Ölüm: O büyük eşitlik şarkısı
Geçtiğimiz pazartesi gün Ankara’daydım. Biraz alelacele, biraz apar topar oldu yolculuğumuz çünkü epeydir kanser illetiyle boğuşan eniştemizin vefat haberi geldi. Allah rahmet eylesin, dimdik yaşamış, çok...
Geçtiğimiz pazartesi gün Ankara’daydım. Biraz alelacele, biraz apar topar oldu yolculuğumuz çünkü epeydir kanser illetiyle boğuşan eniştemizin vefat haberi geldi. Allah rahmet eylesin, dimdik yaşamış, çok güzel bir adamdı rahmetli.
Bir kere daha yazmıştım. Ölüm, bu topraklarda büyük bir kabulleniş biçimidir. Cenaze evine yemek götürülmesini ve bu yemeklerin o evde birlikte yenilmesini “iğrenç” bulan yeni nesil ahmakları saymazsak bu kabulleniş, toplumun her kesimi için böyledir. Bize hayatı hatırlatan en basit etkinliği yerine getirir ve yemek yeriz. Üstelik “acıyan yerimiz başka, acıkan yerimiz başka” diyerek yaparız bunu. Başka ne yapsak, başka ne eylesek üstesinden gelemeyeceğimiz ölümü, yan yana dinelerek, sohbet ederek, salavat getirerek, Kur’an okuyarak, birlikte yemek yiyerek atlatırız.
Fakat bugün size başka bir ölüm manzarası anlatmak niyetindeyim.

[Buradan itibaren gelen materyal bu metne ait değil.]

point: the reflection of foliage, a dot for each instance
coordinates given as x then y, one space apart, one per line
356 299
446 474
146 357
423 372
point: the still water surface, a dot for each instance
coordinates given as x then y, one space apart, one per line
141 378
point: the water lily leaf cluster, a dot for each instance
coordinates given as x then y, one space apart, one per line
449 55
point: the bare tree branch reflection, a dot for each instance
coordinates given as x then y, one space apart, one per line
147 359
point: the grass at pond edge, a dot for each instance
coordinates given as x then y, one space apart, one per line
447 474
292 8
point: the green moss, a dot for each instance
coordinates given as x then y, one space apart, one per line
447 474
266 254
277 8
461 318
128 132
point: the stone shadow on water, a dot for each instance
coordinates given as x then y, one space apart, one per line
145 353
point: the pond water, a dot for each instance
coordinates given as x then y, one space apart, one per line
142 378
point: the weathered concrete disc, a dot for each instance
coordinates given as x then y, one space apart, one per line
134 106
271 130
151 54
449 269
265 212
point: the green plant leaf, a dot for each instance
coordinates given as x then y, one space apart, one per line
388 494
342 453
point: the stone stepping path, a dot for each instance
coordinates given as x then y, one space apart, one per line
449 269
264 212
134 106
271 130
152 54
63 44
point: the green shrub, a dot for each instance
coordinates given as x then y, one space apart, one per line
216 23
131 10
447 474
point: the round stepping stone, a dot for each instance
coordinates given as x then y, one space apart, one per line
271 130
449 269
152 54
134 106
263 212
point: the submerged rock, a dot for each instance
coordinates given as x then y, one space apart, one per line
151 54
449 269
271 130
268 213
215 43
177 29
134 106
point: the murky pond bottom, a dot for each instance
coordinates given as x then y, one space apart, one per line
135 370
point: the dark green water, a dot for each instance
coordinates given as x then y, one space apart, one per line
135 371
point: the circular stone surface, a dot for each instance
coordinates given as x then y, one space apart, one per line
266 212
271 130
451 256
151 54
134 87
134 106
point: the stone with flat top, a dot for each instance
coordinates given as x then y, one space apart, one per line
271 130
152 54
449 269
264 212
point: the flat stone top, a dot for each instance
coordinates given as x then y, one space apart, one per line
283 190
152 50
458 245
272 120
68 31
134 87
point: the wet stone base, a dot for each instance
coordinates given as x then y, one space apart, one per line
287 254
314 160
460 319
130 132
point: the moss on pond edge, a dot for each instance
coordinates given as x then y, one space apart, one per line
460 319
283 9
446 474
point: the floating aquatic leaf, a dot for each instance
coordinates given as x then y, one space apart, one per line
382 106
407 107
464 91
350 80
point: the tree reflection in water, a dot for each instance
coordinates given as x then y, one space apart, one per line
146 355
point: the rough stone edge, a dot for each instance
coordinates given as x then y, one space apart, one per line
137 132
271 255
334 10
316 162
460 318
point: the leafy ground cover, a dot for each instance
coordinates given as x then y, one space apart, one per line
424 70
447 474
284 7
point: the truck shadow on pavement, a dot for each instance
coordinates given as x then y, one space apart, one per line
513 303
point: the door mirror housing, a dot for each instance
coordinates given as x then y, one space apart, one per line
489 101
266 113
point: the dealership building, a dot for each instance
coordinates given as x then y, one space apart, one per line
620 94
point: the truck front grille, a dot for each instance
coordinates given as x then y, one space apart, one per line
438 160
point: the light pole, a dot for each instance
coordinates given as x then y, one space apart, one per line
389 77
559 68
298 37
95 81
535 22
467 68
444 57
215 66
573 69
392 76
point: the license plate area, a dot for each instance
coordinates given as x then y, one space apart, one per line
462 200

“Cenaze, öğle namazını müteakip Karşıyaka Mezarlığı’na defnedilecek” denildi. Bu devasa mezarlığın zagonunu bilen akrabalarım tarafından şiddetle uyarıldım. “Arabanı camiden olabildiğince uzağa park et, öğle namazını olabildiğince arka saflarda kıl.”
Tahmin ettiniz tabii. Çok kalabalık oluyormuş öğle ve ikindi namazlarında mezarlığın camisi. Çıkışta arabayı çıkarıp da definin yapılacağı mezarlığa yetişememe durumu bile oluyormuş kalabalık nedeniyle.
Eh, akraba sözü dinledim elbette. Arabayı uzağa park ettim; namaz yaklaşınca da son cemaat yerine, ayakkabılıkların hemen önüne çöktüm.